5.2 Continuous compounding

Subscripting notation: the small t.

Percentage changes. 5% growth means multiply by 1.05

Example. Take $1,000 and compound it annually at 5%.

Call the principle P₀, the amount of money you have at time zero.

 

Table 3: A table of yearly compounded results of an initial investment of $1000

Year (t)	Amount (Pt)
0	1000
1	$1000 + 0.05 \times 1000 = 1000 \times(1 + 0.05) = 1000 \times 1.05 = 1050$
2	$1050 + 0.05 \times 1050 = 1050 \times(1 + 0.05) = 1050 \times 1.05 = 1102.5$
3	$1102.5 + 0.05 \times 1102.5 = 1102.5 \times(1 + 0.05) = 1102.5 \times 1.05 = 1157.625$
t	$P_{t-1} \times 1.05 = P_0 \times 1.05^t$

In general

$$\fbox{$P_t = P_0 (1 + r)^t,$ }$$

where r is the interest rate per period and t is the number of compoundings.

In the above example, interest was compounded once per year.
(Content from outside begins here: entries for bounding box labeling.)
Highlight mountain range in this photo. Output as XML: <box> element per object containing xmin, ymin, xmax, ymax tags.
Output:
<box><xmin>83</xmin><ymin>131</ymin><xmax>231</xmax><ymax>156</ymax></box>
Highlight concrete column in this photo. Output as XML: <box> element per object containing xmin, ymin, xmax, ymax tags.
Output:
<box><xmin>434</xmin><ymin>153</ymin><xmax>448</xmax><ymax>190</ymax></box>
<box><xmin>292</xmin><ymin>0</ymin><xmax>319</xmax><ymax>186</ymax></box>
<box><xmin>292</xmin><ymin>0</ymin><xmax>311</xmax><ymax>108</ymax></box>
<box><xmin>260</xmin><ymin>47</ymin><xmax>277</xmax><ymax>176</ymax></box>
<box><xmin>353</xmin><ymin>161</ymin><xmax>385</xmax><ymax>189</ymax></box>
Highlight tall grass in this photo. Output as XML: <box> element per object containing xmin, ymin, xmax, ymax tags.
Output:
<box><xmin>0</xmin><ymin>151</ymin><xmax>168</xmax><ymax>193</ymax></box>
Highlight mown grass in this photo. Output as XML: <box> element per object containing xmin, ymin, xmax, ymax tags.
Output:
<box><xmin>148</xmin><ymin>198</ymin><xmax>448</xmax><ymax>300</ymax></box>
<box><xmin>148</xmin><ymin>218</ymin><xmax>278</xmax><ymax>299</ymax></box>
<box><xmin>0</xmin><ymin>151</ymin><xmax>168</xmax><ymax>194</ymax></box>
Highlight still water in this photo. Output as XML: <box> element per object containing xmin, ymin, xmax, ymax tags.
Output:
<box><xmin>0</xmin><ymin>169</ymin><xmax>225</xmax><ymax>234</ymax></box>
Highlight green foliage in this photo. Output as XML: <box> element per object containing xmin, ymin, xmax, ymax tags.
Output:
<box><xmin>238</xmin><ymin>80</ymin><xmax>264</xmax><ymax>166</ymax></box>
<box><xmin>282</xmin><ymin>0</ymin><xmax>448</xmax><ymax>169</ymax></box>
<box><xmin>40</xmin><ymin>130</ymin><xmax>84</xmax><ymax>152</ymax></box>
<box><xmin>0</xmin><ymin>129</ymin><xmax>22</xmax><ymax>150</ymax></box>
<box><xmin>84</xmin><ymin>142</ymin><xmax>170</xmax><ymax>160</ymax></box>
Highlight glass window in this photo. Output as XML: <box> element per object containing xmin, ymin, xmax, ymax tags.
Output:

One can compound more frequently. What difference does it make? How do we set it up?

If the annual interest rate is r and it is compounded m times in a year then the rate per period is $\frac{r}{m}$.

$$\fbox{$ \mbox{\rm Rate per period } = \frac{r}{m}.$ }$$

Example, if the annual rate is 5% and this is compounded quarterly then the rate per quarter is $\frac{0.05}{4} = 0.0125$.

 

Table 4: An annual nominal 5% interest rate, compounded over a variety of periods.

Period	Number of periods	Rate per	Nominal	Effective
	in year	period	annual rate	annual rate
1 year	1	0.05	0.05	0.0500
1 quarter	4	$\frac{0.05}{4}$	0.05	0.0509
1 month	12	$\frac{0.05}{12}$	0.05	0.0512
1 day	250	$\frac{0.05}{250}$	0.05	0.0512

Where do the numbers come from? Example, the quarterly compounding.

The rate per period is 0.05/4 = 0.0125. So we have an increase of a factor of (1 + 0.0125)⁴ = 1.0509, an increase of 5.09%.

Conclusion: you do a little bit better if the principle is more frequently compounded, but it reaches a limit fast.

In general: have an annual rate r compounded m times a year. The rate per period is $\frac{r}{m}$. How much do you have at the end of t years?

How many compoundings total? m times a year for t years makes $m\,t$ compoundings. Rate per period is $\frac{r}{m}$ so the formula gives

$$P_t = P_0 \left(1 + \frac{r}{m}\right)^{m\, t}.$$

Now the calculus part: let m get large. That is compound more and more frequently (but a smaller rate during each interval).

Consider the limit:

$$\lim_{m \rightarrow \infty} P_0 \left(1 + \frac{r}{m}\right)^{m\, t}.$$

Answer:

$$\lim_{m \rightarrow \infty} P_0 \left(1 + \frac{r}{m}\right)^{m\, t} = P_0 \, e^{r\,t}.$$

So that the number e comes in naturally as a limit in continuous compounding.